Cet article est la suite de l’article présent ici.
Je vous avais laissé le 11 mars dans une analyse à chaud avec un sentiment plutôt positif sur la communication de crise de Malaysia Airlines en laissant deux points mitigés : la gestion des familles des victimes, et la gestion des rumeurs.
Force est de constater que ces deux points ont pris une ampleur qui a changé le bulletin de la compagnie aérienne.
I. Introduction
D’abord, retournons sur les faits depuis mon dernier article:
- Le 12 mars, la Chine annonce avoir détecté, sur une image satellite datant du 9 mars, des débris flottant sur la mer proche de là où le vol avait été perdu. Le lendemain, on annonce qu’aucune trace n’a été trouvée.

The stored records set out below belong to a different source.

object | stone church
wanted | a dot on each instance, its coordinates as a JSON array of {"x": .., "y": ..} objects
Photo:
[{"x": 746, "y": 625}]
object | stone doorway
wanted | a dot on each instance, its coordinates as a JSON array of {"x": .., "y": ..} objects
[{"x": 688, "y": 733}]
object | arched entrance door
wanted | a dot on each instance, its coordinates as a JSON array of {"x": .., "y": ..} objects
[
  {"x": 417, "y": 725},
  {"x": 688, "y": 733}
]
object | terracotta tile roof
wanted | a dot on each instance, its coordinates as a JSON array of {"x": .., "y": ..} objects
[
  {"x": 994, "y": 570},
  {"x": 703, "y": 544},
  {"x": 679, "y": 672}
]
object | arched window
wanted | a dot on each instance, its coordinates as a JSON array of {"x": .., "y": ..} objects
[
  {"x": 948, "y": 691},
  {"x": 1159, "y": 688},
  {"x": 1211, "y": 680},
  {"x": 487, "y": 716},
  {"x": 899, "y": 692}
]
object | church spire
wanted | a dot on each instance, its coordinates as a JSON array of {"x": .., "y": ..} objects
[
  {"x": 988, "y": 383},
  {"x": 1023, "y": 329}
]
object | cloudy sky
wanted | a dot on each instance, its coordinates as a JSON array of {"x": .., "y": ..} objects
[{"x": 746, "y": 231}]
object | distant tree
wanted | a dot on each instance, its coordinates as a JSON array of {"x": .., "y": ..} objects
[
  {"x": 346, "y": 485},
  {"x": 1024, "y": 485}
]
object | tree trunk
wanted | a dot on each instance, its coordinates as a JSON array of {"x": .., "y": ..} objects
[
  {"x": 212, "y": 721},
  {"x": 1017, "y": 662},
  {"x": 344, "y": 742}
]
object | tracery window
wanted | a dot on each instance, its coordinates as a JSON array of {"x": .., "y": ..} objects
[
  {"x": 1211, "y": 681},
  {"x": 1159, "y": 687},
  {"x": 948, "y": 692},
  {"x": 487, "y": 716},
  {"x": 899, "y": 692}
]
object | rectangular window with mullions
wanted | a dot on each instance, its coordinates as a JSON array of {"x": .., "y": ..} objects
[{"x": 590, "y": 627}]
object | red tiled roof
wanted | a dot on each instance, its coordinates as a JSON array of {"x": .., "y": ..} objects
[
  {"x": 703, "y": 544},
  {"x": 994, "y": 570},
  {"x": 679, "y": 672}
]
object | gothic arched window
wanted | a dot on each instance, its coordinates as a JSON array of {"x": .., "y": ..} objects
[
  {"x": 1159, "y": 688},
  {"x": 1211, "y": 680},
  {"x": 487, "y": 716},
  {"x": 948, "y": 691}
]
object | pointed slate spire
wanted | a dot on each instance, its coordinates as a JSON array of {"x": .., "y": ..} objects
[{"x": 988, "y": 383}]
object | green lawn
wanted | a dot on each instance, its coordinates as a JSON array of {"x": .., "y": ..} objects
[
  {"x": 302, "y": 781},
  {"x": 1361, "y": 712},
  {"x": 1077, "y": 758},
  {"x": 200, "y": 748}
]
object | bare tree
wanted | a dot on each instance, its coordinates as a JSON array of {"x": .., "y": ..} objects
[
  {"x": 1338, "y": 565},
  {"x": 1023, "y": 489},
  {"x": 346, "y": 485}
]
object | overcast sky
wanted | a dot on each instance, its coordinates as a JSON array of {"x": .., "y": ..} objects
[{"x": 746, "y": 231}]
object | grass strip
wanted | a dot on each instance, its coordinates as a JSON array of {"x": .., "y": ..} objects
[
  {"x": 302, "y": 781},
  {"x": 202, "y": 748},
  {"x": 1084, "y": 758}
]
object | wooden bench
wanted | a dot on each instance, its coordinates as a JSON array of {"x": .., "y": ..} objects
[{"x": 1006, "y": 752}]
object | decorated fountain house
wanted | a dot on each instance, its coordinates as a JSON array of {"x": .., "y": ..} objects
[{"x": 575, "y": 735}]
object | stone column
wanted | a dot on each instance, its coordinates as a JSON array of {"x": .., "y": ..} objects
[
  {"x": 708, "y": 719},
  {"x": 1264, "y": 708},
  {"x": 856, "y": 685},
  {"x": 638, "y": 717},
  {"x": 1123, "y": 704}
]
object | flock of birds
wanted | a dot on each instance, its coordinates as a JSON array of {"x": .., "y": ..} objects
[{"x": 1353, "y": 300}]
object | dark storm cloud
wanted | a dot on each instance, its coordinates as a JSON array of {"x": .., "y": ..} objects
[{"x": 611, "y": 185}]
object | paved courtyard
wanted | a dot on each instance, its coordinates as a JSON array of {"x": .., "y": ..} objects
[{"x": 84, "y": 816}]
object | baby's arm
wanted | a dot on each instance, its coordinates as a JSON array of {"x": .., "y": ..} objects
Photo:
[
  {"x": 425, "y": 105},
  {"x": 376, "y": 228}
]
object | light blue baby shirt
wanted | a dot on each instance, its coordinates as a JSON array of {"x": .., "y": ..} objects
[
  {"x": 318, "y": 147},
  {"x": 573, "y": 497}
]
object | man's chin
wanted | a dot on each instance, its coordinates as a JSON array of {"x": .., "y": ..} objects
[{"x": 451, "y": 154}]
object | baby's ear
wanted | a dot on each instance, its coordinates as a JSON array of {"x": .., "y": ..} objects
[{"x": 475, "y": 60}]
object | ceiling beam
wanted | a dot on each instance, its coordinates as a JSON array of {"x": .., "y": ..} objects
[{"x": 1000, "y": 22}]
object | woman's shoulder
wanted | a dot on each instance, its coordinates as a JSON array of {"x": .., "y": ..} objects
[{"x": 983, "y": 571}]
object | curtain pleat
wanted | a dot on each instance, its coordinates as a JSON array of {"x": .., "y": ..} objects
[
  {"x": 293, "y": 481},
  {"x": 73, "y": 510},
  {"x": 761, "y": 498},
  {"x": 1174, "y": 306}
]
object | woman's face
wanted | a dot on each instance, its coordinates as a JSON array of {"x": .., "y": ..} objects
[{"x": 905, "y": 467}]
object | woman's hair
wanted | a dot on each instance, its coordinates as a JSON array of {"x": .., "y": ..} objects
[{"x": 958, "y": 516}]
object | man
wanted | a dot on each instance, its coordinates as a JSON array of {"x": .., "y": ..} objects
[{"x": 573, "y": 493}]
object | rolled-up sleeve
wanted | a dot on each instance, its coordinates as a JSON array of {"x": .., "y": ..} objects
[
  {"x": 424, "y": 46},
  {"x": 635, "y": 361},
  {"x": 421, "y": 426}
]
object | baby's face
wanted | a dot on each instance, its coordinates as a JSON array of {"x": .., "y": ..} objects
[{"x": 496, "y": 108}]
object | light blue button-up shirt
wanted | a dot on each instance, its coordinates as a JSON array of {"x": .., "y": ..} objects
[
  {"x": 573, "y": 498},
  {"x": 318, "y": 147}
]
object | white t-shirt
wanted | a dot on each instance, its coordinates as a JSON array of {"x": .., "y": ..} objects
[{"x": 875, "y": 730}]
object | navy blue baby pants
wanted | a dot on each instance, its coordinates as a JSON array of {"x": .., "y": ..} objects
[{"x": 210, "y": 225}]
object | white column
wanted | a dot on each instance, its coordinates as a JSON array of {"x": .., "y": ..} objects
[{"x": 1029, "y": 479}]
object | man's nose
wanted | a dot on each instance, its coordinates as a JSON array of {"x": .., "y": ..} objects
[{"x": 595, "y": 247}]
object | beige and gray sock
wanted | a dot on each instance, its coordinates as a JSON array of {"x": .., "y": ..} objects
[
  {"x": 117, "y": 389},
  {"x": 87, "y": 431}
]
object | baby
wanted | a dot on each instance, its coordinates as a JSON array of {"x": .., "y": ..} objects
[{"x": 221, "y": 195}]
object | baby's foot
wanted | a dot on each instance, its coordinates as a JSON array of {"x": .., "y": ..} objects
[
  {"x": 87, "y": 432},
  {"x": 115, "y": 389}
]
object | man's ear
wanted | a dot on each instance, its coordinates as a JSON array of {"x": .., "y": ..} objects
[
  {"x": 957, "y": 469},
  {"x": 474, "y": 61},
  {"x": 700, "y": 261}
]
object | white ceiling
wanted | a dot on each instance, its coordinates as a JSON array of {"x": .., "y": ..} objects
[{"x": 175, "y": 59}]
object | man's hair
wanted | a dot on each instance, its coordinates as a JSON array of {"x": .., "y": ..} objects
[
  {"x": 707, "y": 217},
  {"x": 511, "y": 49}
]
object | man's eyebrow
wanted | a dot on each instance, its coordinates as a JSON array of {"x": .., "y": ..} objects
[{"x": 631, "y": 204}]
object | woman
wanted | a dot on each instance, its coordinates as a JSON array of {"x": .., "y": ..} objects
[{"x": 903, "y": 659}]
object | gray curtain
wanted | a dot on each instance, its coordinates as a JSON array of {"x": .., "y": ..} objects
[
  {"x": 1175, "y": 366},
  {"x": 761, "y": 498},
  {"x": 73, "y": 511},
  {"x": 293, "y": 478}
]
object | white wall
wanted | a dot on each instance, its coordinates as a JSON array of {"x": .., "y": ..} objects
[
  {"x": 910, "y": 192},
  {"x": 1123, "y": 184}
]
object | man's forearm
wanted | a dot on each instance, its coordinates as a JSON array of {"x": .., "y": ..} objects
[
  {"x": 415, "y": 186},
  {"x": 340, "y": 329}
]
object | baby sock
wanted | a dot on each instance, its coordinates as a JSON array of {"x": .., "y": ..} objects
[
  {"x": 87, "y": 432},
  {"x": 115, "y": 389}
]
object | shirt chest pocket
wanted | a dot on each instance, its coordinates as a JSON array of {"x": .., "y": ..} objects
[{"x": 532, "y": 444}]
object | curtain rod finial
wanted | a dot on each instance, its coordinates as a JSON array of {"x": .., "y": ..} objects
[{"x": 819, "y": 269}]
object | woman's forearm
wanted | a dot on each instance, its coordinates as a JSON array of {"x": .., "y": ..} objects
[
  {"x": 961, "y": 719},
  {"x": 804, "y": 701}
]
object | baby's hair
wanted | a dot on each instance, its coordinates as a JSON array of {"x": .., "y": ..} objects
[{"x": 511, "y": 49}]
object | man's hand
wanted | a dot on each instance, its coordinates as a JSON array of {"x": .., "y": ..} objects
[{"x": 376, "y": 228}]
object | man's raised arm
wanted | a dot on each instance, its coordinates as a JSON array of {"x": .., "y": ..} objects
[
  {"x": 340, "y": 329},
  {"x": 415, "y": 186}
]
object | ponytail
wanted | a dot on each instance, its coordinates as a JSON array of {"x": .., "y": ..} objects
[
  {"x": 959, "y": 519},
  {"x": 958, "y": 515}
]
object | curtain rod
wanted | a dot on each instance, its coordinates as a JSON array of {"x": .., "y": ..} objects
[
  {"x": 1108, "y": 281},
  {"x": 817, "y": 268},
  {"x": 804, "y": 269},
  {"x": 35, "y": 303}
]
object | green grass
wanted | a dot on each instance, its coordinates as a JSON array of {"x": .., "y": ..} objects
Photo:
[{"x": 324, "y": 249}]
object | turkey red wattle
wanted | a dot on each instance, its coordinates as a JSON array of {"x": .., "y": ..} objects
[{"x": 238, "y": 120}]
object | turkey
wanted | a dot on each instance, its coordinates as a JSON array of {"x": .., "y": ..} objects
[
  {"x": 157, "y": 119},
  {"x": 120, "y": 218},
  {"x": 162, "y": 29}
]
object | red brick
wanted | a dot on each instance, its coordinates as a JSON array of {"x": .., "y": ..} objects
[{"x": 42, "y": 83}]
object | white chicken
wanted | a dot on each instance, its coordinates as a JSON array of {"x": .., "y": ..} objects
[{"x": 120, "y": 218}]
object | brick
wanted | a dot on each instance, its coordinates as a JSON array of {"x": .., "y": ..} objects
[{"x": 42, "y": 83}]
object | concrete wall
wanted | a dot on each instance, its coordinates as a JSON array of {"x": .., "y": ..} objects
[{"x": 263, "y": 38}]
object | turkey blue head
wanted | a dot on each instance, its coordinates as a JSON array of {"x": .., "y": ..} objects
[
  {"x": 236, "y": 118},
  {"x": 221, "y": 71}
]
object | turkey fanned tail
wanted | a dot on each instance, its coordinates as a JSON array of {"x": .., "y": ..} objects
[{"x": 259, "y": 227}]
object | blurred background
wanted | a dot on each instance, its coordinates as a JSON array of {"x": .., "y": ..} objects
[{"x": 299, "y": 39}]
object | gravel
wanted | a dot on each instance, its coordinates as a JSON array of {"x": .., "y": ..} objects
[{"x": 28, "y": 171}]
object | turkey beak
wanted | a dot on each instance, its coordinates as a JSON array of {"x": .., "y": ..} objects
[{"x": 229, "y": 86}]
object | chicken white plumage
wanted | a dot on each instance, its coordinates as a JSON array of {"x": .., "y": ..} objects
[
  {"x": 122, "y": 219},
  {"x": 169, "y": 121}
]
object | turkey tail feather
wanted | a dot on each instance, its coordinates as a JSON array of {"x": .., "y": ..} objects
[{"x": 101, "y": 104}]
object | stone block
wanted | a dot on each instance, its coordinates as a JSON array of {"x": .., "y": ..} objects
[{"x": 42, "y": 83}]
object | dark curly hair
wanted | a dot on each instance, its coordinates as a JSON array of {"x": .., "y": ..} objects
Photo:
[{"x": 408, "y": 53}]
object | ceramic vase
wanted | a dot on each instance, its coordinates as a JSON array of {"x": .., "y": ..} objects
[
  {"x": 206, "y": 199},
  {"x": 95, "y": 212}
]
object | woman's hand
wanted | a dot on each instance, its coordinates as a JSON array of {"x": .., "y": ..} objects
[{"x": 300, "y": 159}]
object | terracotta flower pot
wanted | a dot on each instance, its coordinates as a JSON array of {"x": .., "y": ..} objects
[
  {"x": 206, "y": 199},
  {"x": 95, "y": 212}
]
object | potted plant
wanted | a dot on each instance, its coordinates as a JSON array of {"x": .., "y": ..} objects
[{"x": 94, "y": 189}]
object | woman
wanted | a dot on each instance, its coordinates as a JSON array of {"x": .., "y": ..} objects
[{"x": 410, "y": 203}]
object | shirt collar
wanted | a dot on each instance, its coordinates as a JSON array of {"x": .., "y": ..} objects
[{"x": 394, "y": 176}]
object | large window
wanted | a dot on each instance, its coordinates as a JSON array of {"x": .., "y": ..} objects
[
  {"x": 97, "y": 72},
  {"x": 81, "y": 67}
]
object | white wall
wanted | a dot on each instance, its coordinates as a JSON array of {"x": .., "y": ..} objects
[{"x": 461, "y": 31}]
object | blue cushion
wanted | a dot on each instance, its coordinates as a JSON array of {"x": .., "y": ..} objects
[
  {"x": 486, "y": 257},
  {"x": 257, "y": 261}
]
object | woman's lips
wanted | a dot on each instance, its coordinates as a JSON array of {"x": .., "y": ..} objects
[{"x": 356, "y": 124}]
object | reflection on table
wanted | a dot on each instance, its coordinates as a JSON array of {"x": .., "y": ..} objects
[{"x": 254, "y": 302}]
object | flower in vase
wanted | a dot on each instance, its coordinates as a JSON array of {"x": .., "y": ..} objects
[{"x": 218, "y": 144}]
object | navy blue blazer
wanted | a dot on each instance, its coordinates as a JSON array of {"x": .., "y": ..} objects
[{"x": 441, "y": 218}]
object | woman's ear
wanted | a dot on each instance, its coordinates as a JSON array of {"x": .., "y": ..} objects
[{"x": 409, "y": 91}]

- Le 14 mars, nouvelles images satellites pointant désormais l’archipel d’Andaman.
- C’est l’Australie, qui le 20 mars annonce avoir détecté des débris à l’ouest de Perth. La zone sera confirmée par Malaysia Airlines et le premier ministre malaisien le 24 mars, date à laquelle on annonce qu’il n’y a aucun survivant et que le vol s’est bien abîmé en mer.
II. Analyse
Voilà donc en 6 lignes tout ce qui s’est passé au niveau des faits en 16 jours. C’est très faible pour un événement suivi par tous les journalistes du monde, qui font un carton d’audience autour de ce drame. C’est très faible pour des dirigeants sous pression qui doivent assurer un flot de communication continu. C’est pour cela que tout est fait pour créer du vent et parfois le vent est même créé par les autorités malaisiennes. Retour sur quelques points:
1.Le biais de culture
Les médias du monde entier analysent l’affaire sous tous les angles, les experts en avion sont suscités de toute part et les blogueurs se lancent à coeur vaillant dans des analyses. (il faut bien des fois tendre le bâton pour se faire battre)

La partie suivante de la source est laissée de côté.